Voters in the areas served by Southwest Public Libraries won't be receiving visits from supporters of the 1-mill library levy during an extended campaign caused by the cancellation of the March 17 primary due to the COVID-19 coronavirus pandemic.
But with the Ohio General Assembly's approval March 25 of a plan to eliminate most in-person voting for the primary and extend absentee voting until April 28, the levy committee's message may be delivered to their mailbox.
The extension of absentee voting means the levy committee will extend its effort of sending "absentee-voter chasers" to anyone requesting an absentee ballot, SWPL director Mark Shaw said.
"These are postcard-size mailings with the basic information about the levy, including our main message that voting for the levy will not increase your taxes," he said.
"We're continuing to do what we can," library levy committee chairman Jeff Davis said. "Where our campaign was previously largely a person-to-person, door-to-door effort, we are in a bigger predicament now (with the coronavirus health concerns and stay-at-home order) and you never want to lose sight of that. So it's changing how we'll be running our campaign from here on out."

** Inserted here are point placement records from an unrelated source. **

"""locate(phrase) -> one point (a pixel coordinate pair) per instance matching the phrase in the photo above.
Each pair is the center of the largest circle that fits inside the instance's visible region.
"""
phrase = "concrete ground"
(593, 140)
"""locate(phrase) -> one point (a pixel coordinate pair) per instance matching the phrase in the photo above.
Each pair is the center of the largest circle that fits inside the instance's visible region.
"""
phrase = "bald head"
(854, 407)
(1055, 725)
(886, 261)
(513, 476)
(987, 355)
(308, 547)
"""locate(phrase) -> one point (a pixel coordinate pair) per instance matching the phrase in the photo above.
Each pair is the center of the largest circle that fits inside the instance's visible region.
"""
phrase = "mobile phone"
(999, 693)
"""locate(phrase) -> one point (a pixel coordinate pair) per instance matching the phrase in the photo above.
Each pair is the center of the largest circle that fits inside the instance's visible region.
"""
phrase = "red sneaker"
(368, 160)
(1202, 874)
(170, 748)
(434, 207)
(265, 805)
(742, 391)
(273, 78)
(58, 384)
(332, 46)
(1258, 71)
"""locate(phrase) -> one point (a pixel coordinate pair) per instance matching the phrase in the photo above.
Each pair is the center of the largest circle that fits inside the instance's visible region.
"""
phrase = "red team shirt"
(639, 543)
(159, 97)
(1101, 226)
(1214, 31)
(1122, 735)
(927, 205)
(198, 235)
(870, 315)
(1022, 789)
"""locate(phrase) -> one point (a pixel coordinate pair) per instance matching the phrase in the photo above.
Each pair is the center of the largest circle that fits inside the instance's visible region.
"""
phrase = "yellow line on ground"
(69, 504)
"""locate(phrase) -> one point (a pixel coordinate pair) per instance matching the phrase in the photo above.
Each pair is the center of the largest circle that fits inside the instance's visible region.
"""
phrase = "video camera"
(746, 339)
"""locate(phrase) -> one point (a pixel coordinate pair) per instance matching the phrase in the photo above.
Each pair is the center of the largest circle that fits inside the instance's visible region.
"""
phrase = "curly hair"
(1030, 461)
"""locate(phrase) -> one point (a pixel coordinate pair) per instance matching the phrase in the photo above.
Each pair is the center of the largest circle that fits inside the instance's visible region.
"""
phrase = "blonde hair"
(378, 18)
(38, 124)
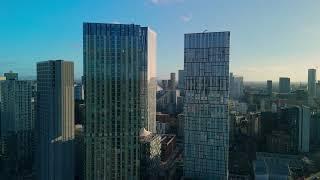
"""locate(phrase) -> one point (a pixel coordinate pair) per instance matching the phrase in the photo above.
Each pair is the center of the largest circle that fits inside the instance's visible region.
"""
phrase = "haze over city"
(268, 38)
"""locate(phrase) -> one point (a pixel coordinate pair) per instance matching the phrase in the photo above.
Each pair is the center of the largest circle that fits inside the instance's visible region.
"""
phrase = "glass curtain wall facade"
(120, 89)
(55, 120)
(206, 128)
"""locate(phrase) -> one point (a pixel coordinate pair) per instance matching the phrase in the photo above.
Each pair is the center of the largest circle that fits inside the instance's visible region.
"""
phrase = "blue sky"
(269, 38)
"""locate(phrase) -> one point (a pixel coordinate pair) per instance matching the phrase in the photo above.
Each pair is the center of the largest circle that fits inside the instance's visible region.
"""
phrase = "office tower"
(181, 79)
(17, 125)
(304, 129)
(172, 81)
(206, 66)
(269, 87)
(284, 85)
(312, 78)
(79, 152)
(236, 86)
(120, 97)
(2, 78)
(11, 76)
(78, 92)
(318, 89)
(296, 121)
(55, 120)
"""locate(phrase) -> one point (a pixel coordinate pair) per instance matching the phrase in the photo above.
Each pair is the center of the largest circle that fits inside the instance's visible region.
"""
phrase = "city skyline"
(255, 56)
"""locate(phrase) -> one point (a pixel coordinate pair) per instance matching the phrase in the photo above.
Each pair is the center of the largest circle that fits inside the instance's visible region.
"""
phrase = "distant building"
(269, 166)
(17, 128)
(55, 120)
(279, 142)
(11, 76)
(284, 85)
(315, 128)
(168, 145)
(269, 87)
(181, 79)
(318, 89)
(206, 122)
(296, 120)
(79, 152)
(236, 86)
(180, 126)
(304, 129)
(172, 81)
(78, 92)
(312, 78)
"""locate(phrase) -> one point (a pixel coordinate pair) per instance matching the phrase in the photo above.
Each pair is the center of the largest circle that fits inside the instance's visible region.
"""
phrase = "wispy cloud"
(186, 18)
(160, 2)
(274, 67)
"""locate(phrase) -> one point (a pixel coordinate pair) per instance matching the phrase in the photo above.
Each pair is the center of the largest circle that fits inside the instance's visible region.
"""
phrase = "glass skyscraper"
(55, 120)
(206, 128)
(284, 85)
(312, 78)
(120, 89)
(17, 128)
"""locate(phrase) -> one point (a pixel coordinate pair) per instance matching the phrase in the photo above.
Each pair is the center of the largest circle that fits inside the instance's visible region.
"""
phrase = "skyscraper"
(120, 89)
(284, 85)
(236, 86)
(55, 120)
(312, 78)
(269, 87)
(181, 79)
(206, 126)
(17, 125)
(172, 81)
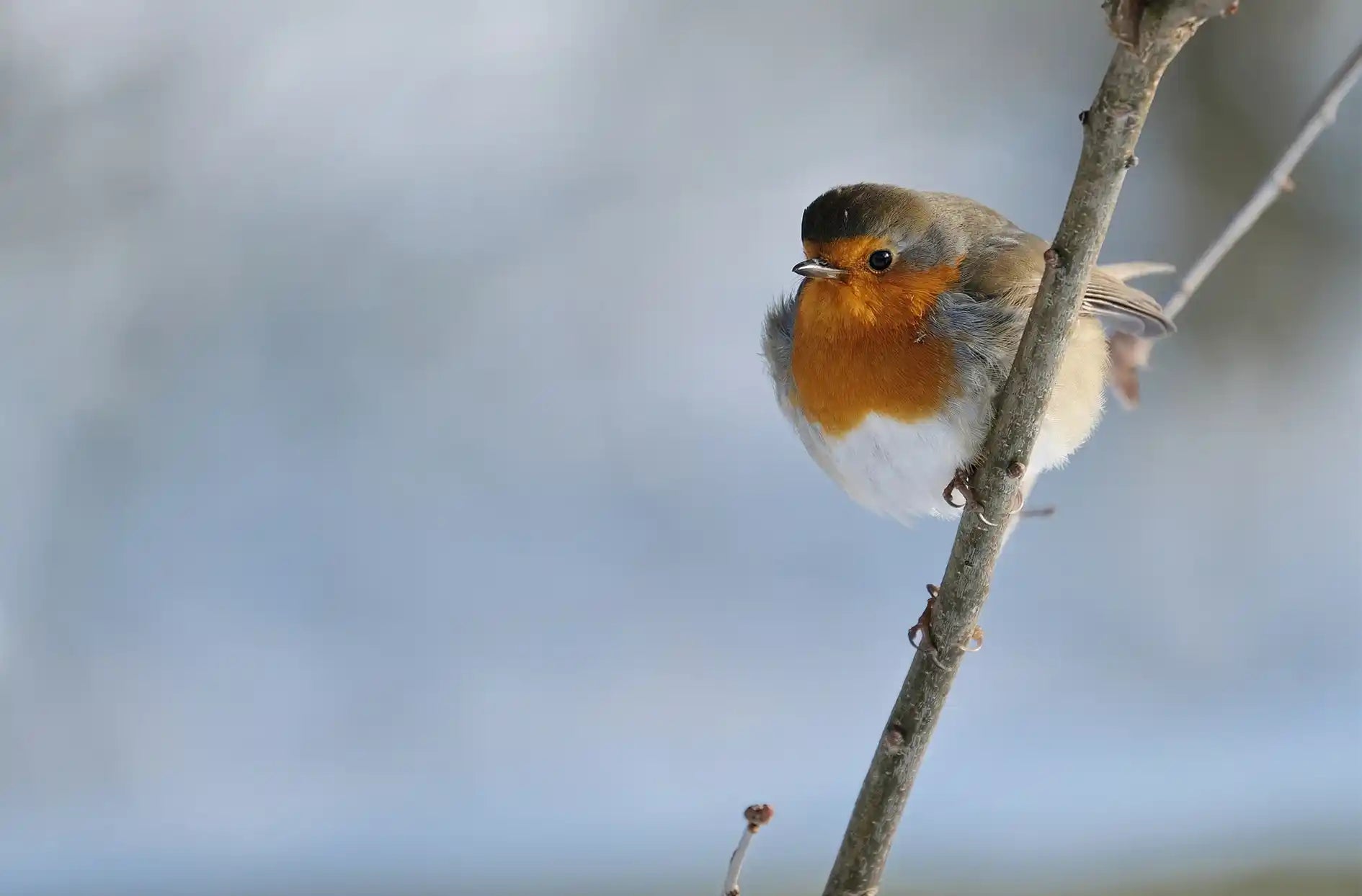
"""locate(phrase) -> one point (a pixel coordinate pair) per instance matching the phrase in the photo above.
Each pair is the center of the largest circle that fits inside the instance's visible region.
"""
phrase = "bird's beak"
(819, 270)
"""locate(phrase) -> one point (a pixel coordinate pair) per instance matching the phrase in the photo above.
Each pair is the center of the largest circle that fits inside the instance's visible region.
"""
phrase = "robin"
(890, 356)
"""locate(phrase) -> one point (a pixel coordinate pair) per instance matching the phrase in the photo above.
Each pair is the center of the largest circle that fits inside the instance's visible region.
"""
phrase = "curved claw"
(976, 639)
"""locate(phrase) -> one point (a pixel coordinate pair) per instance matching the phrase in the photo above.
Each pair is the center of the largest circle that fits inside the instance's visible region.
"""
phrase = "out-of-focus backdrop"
(394, 500)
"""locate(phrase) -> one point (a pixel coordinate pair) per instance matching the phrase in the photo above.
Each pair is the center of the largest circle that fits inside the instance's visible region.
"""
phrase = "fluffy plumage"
(890, 376)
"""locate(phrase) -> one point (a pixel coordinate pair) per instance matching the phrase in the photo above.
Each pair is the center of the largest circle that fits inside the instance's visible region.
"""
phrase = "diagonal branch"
(1112, 125)
(1278, 180)
(1131, 353)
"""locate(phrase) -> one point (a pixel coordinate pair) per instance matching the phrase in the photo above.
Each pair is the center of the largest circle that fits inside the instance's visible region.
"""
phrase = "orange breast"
(860, 350)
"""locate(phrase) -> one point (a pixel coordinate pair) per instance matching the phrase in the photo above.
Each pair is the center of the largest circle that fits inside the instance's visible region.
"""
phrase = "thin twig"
(1278, 180)
(756, 816)
(1129, 353)
(1112, 128)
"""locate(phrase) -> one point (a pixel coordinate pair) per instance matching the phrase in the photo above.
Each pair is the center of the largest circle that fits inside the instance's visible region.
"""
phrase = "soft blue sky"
(393, 488)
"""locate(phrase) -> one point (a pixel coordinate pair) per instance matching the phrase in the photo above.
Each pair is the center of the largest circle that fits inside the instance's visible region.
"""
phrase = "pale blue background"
(394, 501)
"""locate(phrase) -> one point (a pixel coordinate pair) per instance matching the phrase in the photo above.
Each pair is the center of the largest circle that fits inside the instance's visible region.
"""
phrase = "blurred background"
(394, 500)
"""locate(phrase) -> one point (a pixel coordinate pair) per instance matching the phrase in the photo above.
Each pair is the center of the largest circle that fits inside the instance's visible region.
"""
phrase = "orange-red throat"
(860, 344)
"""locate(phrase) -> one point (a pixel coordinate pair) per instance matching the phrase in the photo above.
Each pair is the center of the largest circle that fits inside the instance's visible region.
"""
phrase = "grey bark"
(1150, 33)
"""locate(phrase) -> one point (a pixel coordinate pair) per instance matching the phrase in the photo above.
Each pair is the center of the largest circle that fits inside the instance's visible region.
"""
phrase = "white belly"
(892, 467)
(901, 470)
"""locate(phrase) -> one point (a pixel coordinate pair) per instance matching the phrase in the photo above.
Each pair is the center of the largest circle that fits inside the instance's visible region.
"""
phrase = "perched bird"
(890, 356)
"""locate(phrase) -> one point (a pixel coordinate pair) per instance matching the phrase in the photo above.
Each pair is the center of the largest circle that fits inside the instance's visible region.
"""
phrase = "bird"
(890, 356)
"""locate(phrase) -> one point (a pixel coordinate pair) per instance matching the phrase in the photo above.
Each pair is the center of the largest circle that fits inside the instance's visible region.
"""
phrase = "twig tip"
(759, 815)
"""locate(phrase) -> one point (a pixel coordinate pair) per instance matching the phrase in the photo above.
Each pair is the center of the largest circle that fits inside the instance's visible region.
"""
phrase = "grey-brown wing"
(1126, 308)
(778, 341)
(1011, 261)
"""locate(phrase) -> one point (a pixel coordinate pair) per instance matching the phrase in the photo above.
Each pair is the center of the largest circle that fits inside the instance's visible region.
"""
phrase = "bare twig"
(1112, 127)
(756, 816)
(1278, 180)
(1131, 353)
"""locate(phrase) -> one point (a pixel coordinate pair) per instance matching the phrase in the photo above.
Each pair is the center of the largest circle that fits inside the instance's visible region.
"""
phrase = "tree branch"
(755, 816)
(1131, 353)
(1150, 35)
(1278, 180)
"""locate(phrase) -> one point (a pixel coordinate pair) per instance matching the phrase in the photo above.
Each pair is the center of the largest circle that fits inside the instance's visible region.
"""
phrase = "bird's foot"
(961, 484)
(921, 634)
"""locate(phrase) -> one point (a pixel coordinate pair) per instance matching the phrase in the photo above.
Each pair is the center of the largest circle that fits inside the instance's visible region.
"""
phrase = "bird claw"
(924, 628)
(961, 484)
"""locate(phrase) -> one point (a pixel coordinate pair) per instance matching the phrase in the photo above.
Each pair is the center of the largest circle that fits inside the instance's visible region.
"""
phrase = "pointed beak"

Ahead of the March 17 primary date, the campaign committee mailed the chaser cards to voters who had requested absentee ballots so they could vote early, Shaw said.
"Now each day, we're receiving a list of the people who have requested a ballot, and we'll mail the chasers to them," he said.
The plan state lawmakers have approved requires voters to request a ballot by noon April 25 either by printing a request form from the Ohio secretary of state's website, sos.state.oh.us, or calling their county board of elections and asking that a ballot request be mailed. Voters then must fill out and return the ballot after it is sent to them. The ballots are expected to come with a postage-paid envelope voters can use to mail them back to the board.
"It's going to be interesting to see how all this impacts the total vote," Shaw said.
"We believe in our community," Davis said. "They have supported the library in the past, and we're confident they will continue to support the library."
The library system is seeking a 10-year renewal of the 1-mill levy voters approved in November 2010.
The 2010 levy was the system's first ballot measure.
The levy's effective millage rate is 0.89 mill, Shaw said. Millage is reduced when property values increase, which has occurred over the past decade.
If renewed, the levy would continue to provide about $2.5 million or about 37% of the library's annual operating income, he said. The state's Public Library Fund provides most of the rest of the library's funding.
Under the renewal and considering the effective millage rate, a residential property owner would pay $27.26 annually for every $100,000 of appraised value of their house, Shaw said. Senior citizens eligible for the homestead exemption would pay less.
Since the original levy's passage in 2010, a new Grove City Library was built in partnership with the city at 3959 Broadway and the Westland Area Library at 4740 W. Broad St. was improved with new meeting space and an expanded youth services area.
The levy renewal would allow the system to maintain its current level of service and programming, Shaw said.
The libraries temporarily closed on March 14 due to the coronavirus outbreak and will not open until April 6 at the earliest, he said.
"We can't wait to get back to normal and reopen to provide our service to our community," he said.